Eso era todo; ni un objeto que tuviera valor comercial, ni
papeles, ni nada. Pero esto era suficiente para aclarar el misterio de la
fortaleza. Mi esposa había adivinado tempranamente la existencia y el propósito
de este apartamento, y, con la destreza del genio había efectuado una entrada,
desprendiendo las dos piedras de la pared.
En diferentes oportunidades, y a través de esta abertura,
había sustraído la colección entera que, sin duda, logró convertir en dinero.

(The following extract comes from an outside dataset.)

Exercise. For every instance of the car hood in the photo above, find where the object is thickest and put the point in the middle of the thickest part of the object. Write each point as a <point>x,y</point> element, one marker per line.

Cuando con un inconsciente sentido de la justicia (cuyo recuerdo no me trae
ninguna satisfacción) decidí emparedarla, por alguna maligna fatalidad escogí
aquella parte donde estaban las piedras removidas y, sin duda antes de que
hubiera terminado mi trabajo, ella las movió y, deslizándose hacia la bodega,
las volvió a colocar en su sitio. Se escapó del sótano fácilmente, sin ser
observada, para disfrutar sus infames ganancias en lejanos lugares. Me he
esforzado en procurar una orden de prisión, pero el dignísimo Barón de la Corte de Sumarios y Condenas
me recuerda que ella está legalmente muerta y dice que mi único recurso es
apelar ante el Jefe de Cadáveres y solicitar una orden de exhumación y
resurrección. Tal parece que debo sufrir sin remedio este enorme daño a manos
de una mujer desprovista tanto de principios como de vergüenza.